Understanding Work-as-Done Before Automating
Several years ago, I worked on a research project with Professor Mark Sujan exploring AI and automation in healthcare. We were applying SHERPA and other methods to understand how these technologies might be integrated into Intensive Care Units. The technology was just around the corner, it wasn’t clear if and how it might be implemented and what role it would play, or indeed if patients would be happy with it or not.
When we mapped the actual work-as-done, we uncovered something revealing. Sometimes nurses would administer medications without prescription. This was against hospital rules, but it happened when medication was urgent and doctors were unavailable. For experienced nurses dealing with non-dangerous drugs, the risk of inaction often outweighed the non-compliance.
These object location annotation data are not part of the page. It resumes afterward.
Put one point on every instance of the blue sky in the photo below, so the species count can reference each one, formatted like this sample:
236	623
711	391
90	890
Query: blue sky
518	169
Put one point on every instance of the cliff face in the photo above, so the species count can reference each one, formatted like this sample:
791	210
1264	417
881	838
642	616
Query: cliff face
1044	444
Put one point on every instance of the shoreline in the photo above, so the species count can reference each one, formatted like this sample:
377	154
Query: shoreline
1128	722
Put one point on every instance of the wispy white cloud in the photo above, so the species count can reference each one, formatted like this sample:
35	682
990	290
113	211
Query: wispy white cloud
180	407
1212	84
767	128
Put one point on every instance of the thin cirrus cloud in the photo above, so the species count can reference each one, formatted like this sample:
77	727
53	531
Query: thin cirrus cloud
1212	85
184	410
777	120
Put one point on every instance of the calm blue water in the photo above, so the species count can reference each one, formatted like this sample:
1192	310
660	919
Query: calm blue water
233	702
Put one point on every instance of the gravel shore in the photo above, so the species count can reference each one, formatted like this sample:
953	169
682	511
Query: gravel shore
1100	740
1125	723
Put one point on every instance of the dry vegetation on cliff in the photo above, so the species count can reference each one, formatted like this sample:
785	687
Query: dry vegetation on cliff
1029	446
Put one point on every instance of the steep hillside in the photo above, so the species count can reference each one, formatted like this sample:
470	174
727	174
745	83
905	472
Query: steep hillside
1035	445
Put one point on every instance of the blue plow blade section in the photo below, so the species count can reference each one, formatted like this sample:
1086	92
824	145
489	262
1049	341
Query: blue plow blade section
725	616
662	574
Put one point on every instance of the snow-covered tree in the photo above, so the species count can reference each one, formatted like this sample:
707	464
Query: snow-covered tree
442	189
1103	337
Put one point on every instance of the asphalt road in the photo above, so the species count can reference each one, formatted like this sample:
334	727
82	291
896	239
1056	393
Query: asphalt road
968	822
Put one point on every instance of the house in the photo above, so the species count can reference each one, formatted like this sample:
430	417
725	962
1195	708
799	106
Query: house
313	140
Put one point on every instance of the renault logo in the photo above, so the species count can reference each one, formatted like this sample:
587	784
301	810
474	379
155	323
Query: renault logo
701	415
There were many nuances and caveats to this, e.g. if it was a continuation of a drug they were already receiving, something less potent, the nurse was experienced, etc. then that was perceived as lower risk.
This insight opened up design ideas and possibilities. We could create a system where a nurse documented they were administering an unprescribed drug, which would be flagged immediately for the doctor to review and authorise. A sensible solution that accommodated reality.
But here’s the problem: the nurses told us this workaround could not be designed into the system and felt uncomfortable sharing it with management. If management knew about this practice, they would “double down and exclude it” rather than acknowledge the messy reality of urgent care. The formal system simply couldn’t cope with how work actually got done.
This story illustrates a fundamental challenge with AI and automation: when systems are designed around work-as-imagined rather than work-as-done, we risk creating technology that disrupts safe practice rather than enhancing it. As AI accelerates into our workplaces – heralded as the next Industrial Revolution – we need systematic approaches to understand and manage these human-AI hybrid systems before deployment, not after failure.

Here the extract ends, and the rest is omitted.